Es una casa recién construida.
Solo sigue caminando por este camino.
¿Entiendes?
Qiao Yang asintió.
—Entiendo.
—Es bueno que entiendas.
Cuando vio que Su Ying estaba a punto de irse, Qiao Yang rápidamente dio un paso adelante para detenerla.
—¿Cómo te llamas?
Soy Qiao Yang.
—Su Ying.
—Bien, lo recordaré.
¡Definitivamente vendré a buscarte!
Sin embargo, has ofendido a estos canallas por mi culpa, así que podrías meterte en problemas.
No tengas miedo, haré que alguien te proteja cuando regrese.
Un gesto de impaciencia cruzó el rostro de Su Ying.
—¿Por qué estás hablando tantas tonterías?
Lárgate.
Empujó a Qiao Yang y se dirigió directamente al Restaurante Polvo y Ráfaga.

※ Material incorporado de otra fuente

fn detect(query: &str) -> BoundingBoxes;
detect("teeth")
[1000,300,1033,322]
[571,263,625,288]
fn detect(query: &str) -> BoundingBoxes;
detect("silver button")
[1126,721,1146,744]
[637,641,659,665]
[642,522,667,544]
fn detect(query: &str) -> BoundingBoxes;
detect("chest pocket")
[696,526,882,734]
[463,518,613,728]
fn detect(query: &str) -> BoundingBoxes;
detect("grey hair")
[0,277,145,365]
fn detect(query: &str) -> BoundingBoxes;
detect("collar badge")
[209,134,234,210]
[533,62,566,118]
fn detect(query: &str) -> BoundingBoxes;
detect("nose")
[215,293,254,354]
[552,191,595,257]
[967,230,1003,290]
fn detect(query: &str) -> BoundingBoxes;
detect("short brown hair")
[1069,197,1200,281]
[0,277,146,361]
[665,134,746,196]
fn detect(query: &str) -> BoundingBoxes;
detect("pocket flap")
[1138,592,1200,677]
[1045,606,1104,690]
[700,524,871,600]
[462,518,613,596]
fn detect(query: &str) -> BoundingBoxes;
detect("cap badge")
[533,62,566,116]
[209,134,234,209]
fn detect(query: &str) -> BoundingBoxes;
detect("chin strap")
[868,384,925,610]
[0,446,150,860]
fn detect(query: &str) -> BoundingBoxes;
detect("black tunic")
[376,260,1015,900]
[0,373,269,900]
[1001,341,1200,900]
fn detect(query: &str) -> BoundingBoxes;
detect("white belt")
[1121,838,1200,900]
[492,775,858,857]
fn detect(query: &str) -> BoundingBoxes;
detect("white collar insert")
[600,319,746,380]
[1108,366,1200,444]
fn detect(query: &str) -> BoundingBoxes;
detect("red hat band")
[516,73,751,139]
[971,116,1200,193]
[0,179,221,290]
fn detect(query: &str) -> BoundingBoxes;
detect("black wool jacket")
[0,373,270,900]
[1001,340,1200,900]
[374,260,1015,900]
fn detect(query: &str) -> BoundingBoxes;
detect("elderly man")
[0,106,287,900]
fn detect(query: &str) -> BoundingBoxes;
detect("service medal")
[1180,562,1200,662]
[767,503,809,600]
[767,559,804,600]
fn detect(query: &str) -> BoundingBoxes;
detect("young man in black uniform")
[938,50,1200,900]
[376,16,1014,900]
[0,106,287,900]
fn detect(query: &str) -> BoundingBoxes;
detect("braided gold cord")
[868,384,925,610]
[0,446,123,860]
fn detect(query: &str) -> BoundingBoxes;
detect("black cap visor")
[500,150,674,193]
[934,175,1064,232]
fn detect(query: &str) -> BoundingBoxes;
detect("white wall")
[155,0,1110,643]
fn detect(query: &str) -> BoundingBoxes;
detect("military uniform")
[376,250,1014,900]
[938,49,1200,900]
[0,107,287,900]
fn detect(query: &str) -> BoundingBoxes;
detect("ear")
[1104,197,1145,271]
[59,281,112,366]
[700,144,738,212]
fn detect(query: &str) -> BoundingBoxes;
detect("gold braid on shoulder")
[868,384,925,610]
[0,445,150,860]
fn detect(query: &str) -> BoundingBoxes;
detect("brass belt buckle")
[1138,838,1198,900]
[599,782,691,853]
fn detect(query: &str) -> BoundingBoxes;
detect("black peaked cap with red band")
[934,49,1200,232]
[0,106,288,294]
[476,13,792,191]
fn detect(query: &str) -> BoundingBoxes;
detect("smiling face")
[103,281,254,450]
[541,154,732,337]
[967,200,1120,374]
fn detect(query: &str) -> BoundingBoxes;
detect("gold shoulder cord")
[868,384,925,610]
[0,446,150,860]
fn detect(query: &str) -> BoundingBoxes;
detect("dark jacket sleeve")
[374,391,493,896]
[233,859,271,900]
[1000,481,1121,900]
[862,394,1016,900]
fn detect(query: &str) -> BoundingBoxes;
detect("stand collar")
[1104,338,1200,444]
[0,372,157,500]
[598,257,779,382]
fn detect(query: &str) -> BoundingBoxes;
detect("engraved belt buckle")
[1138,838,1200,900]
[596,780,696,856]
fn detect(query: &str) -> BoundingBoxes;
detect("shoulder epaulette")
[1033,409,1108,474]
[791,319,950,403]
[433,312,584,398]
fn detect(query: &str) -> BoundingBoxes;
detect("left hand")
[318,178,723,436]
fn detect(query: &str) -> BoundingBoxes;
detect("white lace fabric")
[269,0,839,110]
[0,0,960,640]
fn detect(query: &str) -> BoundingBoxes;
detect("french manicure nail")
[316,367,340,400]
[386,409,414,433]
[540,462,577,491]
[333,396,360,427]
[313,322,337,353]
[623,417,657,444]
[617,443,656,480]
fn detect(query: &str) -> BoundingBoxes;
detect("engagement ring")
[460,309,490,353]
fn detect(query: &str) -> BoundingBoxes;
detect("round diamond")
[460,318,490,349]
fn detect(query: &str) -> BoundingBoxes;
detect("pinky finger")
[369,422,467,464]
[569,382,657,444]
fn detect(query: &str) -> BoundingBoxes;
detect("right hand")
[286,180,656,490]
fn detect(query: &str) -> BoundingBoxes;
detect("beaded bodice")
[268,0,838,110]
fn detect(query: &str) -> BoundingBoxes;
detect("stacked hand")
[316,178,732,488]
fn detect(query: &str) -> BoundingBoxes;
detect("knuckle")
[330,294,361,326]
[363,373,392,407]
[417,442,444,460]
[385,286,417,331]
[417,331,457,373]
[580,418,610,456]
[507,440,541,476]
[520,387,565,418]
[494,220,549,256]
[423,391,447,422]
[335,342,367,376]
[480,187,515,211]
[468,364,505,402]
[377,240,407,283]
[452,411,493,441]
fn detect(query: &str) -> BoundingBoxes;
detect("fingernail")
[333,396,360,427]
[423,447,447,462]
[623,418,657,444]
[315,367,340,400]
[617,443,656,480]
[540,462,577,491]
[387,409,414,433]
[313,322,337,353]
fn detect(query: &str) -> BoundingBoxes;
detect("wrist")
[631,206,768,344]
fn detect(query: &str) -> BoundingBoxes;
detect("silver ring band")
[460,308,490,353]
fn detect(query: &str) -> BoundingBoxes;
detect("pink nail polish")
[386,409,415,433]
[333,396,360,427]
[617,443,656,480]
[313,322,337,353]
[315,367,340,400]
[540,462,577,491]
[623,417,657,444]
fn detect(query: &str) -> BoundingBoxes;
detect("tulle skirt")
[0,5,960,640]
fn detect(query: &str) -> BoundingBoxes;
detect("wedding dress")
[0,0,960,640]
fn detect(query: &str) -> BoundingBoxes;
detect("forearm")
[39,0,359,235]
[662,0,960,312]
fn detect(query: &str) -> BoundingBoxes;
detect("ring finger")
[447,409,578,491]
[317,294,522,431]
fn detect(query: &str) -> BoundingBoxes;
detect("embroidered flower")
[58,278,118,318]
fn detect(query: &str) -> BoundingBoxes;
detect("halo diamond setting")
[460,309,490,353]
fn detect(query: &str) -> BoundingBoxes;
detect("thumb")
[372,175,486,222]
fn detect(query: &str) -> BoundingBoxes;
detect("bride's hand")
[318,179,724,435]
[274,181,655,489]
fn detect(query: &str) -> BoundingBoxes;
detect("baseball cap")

Qiao Yang miró su perfil mientras se alejaba, la luz en sus ojos cada vez más brillante.
—Tiene carácter.
¡Me gusta!
Media hora después, Su Ying levantó la cabeza y vio un letrero de fondo negro con las palabras “Restaurante Polvo y Ráfaga” escritas en pintura de oro puro.
En comparación con la desolación de otros lugares, el restaurante estaba tan concurrido como un mercado.
—Oye, Señorita, ¿le gustaría cenar aquí?
Por favor, pase.
Si nunca ha estado aquí antes, nuestro jefe puede darle un tazón de carne gratis hoy.
Incluso si no pide nada más, aún puede comer hasta saciarse antes de irse.
Su Ying fue conducida al restaurante por el camarero.
El salón principal estaba casi lleno de gente, y los camareros estaban ocupados sirviendo los platos con habilidad.
Su Ying fue llevada a una mesa en el medio del salón.
—Señorita, ¿qué le gustaría comer?
¿O preferiría primero una ración de carne?
—Entonces tomaré primero una ración de carne.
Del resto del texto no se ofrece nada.